Elle parlait d’une voix douce, cajoleuse, envoûtante. Comment résister les avances d’une telle femme ? Personne ne le pouvait. Et sûrement pas lui. Mais on n’était pas dans un film. Elle n’allait pas dévorer son âme. Non, il n’y avait que dans les contes que les démons s’intéressaient aux âmes. Les âmes des humains avaient si peu de valeur... Ce qui intéressait Mélinda chez Anderson, c’était tout simplement son corps, son sang, ses performances sexuelles, et la promesse d’avoir un prostitué dans son harem pour satisfaire sa clientèle féminine. Toutes les femmes, après tout, n’étaient pas des lesbiennes ou des bisexuelles, et, dans l’Empire, les femmes n’étaient pas considérées comme le sexe inférieur.
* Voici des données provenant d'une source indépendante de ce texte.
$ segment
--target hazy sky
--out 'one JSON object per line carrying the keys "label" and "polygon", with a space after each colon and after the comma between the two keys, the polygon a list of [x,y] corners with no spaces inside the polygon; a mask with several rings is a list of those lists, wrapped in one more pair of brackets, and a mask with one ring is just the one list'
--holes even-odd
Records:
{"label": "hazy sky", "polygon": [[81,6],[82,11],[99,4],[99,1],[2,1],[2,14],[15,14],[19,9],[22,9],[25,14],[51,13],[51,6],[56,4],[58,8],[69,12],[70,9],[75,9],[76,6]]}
L’égalité des sexes n’existait certes pas, mais les femmes étaient généralement assez influentes. Après tout, chez les démons, les femmes étaient généralement plus intelligentes que les hommes. Faites-en l’expérience ; la plupart des démons inférieurs, des chiens infernaux, des simples gobelins, étaient généralement masculins. Et, à choisir entre une succube et un gobelin, on opte naturellement pour la succube. Ainsi donc, en Enfer, la femme n’était pas considérée comme le sexe inférieur. Même l’Enfer avait ses bons côtés, après tout. Et, l’Empire d’Ashnard étant très proche des démons, il était logique qu’on retrouve cette influence.
«
Je te rappelle que ta vie en tant que lycéen sera révolue... Tu ne reviendras sur Terre que pour d’éventuelles vacances. Si cela ne t’effraie pas, mon beau, il te suffit de traverser le Portail. »
Le Portail en question était au centre, et ressemblait à une espèce de vortex translucide. Cette faille dimensionnelle conduirait directement Anderson sur Terra, dans le harem de Mélinda.